Au moment où les deux anciens camarades de parti soldaient leurs comptes dans l’opposition, Djibo Leyti Ka, le dernier Directeur de Cabinet du président Senghor chantait les louanges de Me Abdoulaye WADE. « WADE et moi sommes des amis, on est plus que des alliés depuis le congrès du PDS en 2012 au Méridien. C’est par amitié et par fidélité que je suis à ses côtés pour avoir cheminé pendant huit ans. WADE a failli donner au Sénégal son indépendance économique, là où Senghor l’avait rêvée », observait Djibo.
Arrivé au pouvoir, Macky SALL va exaucer les prières des trois «mouchequetaires » qui sont désormais appelés : Président. Même Djibo KA, qui s’est voulu «wadiste» invertébré, est appelé président sous Macky, pour avoir été nommé à la tête d’un machin appelé Commission Nationale du Dialogue des Territoires (CNDT). Ousmane Tanor DIENG qui fait face, dans son parti, à une fronde similaire à celle qui avait précipité le déclin du PS, refuse aujourd’hui d’accorder à Khalifa SALL ce qui Moustapha NIASSE et Djibo KA rechignaient à lui reconnaitre. Pour le conforter dans sa logique, il est bombardé président du Haut conseil des collectivités territoriales (HCCT). Ousmane Tanor DIENG n’a certes pas versé de chaudes larmes comme Moustapha NIASSE l’avait fait à son installation à la tête de l’Assemblée nationale, mais s’est montré aussi satisfait que l’ancien ministre des Affaires étrangères sous Abdou DIOUF.

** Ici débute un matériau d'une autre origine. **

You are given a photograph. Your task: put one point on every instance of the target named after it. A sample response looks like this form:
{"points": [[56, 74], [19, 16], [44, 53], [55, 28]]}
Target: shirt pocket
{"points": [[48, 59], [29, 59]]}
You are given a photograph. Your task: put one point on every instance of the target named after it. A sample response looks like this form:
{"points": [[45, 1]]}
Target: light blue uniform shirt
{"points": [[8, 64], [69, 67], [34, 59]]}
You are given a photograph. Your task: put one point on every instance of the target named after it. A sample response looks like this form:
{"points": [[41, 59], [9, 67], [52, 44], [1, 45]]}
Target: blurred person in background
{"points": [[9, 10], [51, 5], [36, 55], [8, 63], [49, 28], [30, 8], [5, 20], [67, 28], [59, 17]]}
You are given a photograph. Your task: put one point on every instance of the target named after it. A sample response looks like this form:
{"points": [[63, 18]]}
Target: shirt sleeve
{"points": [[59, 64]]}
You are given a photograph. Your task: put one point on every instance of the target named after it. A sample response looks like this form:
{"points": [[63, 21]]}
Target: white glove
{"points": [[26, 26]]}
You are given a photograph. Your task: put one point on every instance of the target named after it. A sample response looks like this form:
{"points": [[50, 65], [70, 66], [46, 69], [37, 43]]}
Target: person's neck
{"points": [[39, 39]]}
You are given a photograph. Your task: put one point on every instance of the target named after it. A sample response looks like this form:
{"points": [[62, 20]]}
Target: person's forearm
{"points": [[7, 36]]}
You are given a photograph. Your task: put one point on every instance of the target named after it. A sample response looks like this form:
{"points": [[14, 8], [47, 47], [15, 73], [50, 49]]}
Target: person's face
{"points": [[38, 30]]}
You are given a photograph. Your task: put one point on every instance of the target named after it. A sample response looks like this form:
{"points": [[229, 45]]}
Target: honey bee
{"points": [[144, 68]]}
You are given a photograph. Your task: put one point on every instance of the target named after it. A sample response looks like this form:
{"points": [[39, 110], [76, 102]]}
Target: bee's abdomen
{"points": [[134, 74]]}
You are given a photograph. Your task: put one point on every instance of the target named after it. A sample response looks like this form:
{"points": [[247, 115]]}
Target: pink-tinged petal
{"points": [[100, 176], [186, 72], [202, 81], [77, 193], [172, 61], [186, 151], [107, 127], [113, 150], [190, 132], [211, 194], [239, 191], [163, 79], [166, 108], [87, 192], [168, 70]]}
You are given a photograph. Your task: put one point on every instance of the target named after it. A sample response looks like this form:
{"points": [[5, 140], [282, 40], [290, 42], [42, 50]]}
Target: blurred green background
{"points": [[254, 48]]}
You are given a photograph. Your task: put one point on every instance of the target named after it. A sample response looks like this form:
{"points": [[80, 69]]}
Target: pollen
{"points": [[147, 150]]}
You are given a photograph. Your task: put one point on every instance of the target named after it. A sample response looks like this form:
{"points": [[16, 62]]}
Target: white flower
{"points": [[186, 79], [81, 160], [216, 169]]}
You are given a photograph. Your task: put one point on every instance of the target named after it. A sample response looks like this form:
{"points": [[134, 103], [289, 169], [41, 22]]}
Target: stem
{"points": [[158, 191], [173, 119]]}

Seulement, avec ses trois «mouchequetaires», Macky SALL, le libéral, tient le bout de la corde menant à sa réélection ou à sa perte. L’alignement derrière lui ayant fini de mettre le PS et l’AFP en mille morceaux, l’URD devenue un parti «cabine téléphonique», quel profit politique peut-il tirer de l’allégeance du trio?